North Korea-linked hacking groups are rapidly advancing their cyberattack methods, ranging from psychological warfare through social media to AI-assisted fake job applications for infiltrating companies. The attacks are evolving to exploit human trust and penetrate organizations from within rather than directly targeting technical vulnerabilities, requiring heightened vigilance.
According to the security industry on January 13, Genians Security Center and Group-IB each released reports analyzing the latest attack patterns of North Korea-linked threat groups.
Genians' analysis found that the North Korea-linked group APT37 has been conducting attacks that build rapport with targets on Facebook before distributing malware. The group approached targets using accounts posing as North Korean defectors, naturally building relationships before moving conversations to Telegram to lower their targets' guard.
The attackers then used tactics such as offering to provide "encrypted military weapons documents" while tricking victims into installing a fake PDF viewer. This "pretexting" tactic deceives targets through false scenarios, and the files victims installed were confirmed to be malicious software disguised as legitimate programs.
To avoid suspicion, the attackers exploited the Seoul branch website of a Japanese real estate information service as a command-and-control (C2) server. They also established a multi-stage structure that disguised malicious files as image files (JPG) to execute follow-up commands.
During the attacks, North Korean-style foreign word spellings such as "콤퓨터" (computer) and "프로그람" (program) were discovered, and stolen information was found to have been exfiltrated through Zoho WorkDrive, a legitimate cloud service.

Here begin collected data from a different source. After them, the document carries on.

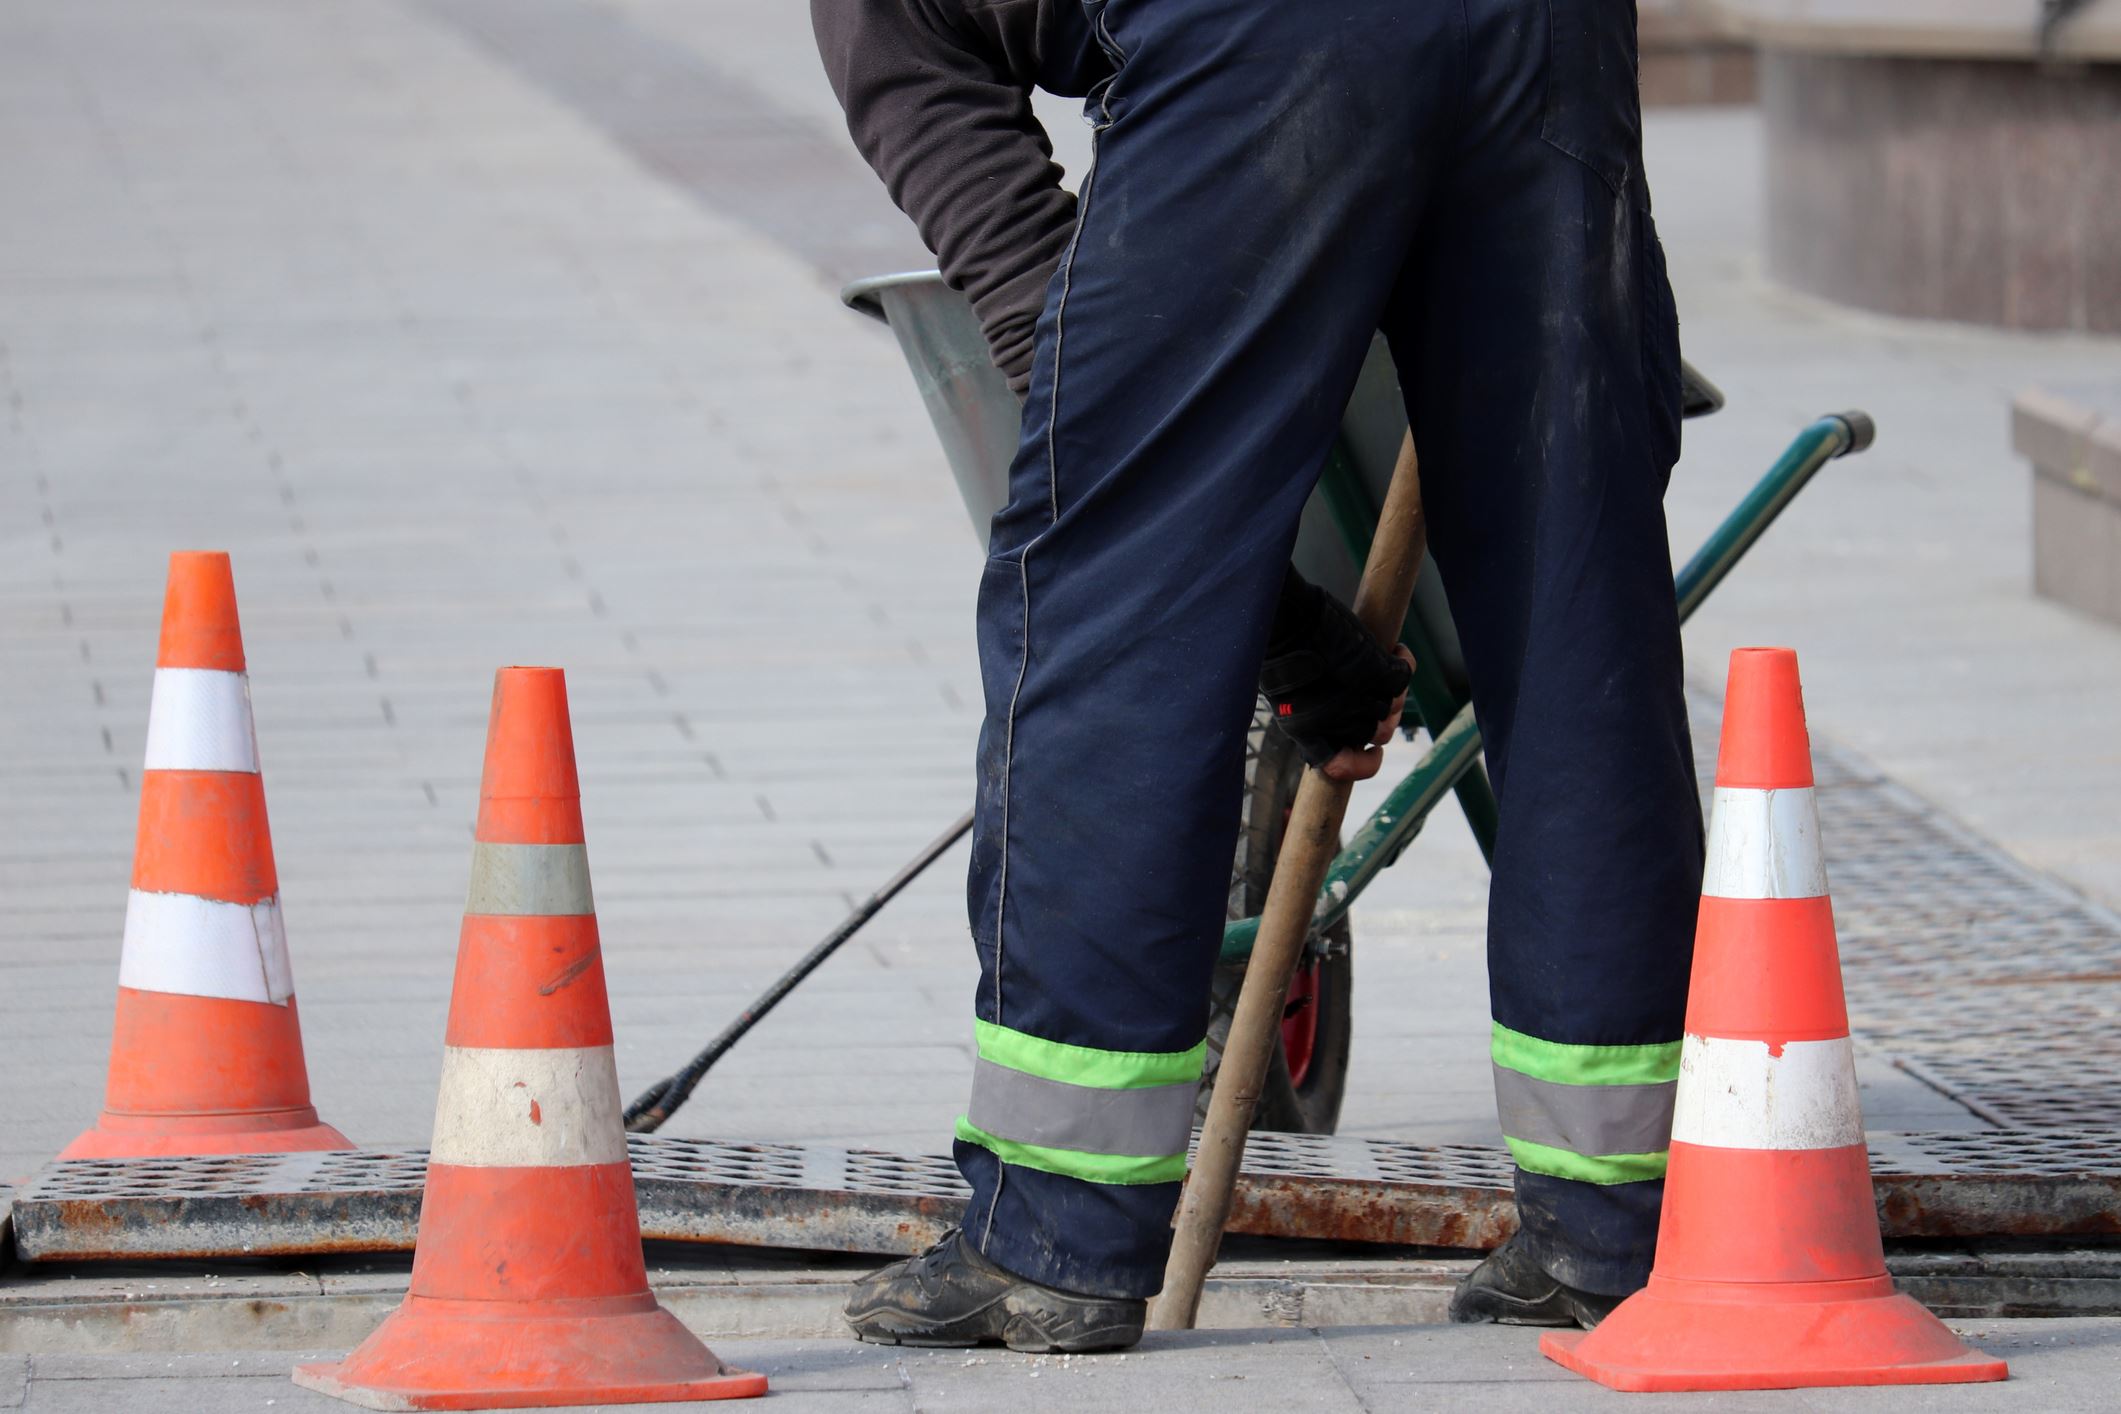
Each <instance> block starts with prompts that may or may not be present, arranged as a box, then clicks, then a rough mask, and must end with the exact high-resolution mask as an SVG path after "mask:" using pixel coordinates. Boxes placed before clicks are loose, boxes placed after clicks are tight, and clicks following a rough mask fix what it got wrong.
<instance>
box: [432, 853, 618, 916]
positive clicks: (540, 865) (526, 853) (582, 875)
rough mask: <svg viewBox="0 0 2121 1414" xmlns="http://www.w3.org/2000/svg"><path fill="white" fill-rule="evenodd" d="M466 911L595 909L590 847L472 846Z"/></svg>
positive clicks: (589, 911) (496, 913)
mask: <svg viewBox="0 0 2121 1414" xmlns="http://www.w3.org/2000/svg"><path fill="white" fill-rule="evenodd" d="M464 912H467V914H503V916H537V914H594V912H596V903H594V901H592V899H590V850H588V846H581V844H490V842H486V839H479V842H477V844H473V846H471V897H469V899H464Z"/></svg>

Genians Security Center emphasized that social engineering attacks exploiting user trust rather than technical vulnerabilities are on the rise, urging strict adherence to security protocols regarding non-work-related contacts through social media and receiving files from unverified sources.
Meanwhile, Group-IB reported detecting cases of North Korean IT workers using AI tools to gain fraudulent employment at global companies. According to the report, these operatives attempted to access company systems by bypassing existing security controls using synthetic identities, AI-based job applications, and various digital platforms.
The investigation revealed they had established an ecosystem of fake developer organizations operating on GitHub, freelancer marketplaces, and portfolio sites. Their activities were traced back to at least 2012 and continued through March of this year.
These operatives evaded tracking by repeatedly using a single developer persona or modifying it for different purposes while maintaining technical profiles and only changing personal histories. They also used generative AI to create convincing job applications and communicate naturally with employers.
The discovery of a "synthetic identity package repository" containing systematic employment procedures revealed that the operation was being run at an industrialized scale rather than by individuals.
Group-IB noted that this threat extends beyond simple IT security issues. Companies that unknowingly hire North Korea-linked personnel could face legal risks including violations of international sanctions.
The security industry emphasized that as cyberattacks shift from technology-focused to human-focused approaches, both individuals and companies must raise their level of vigilance.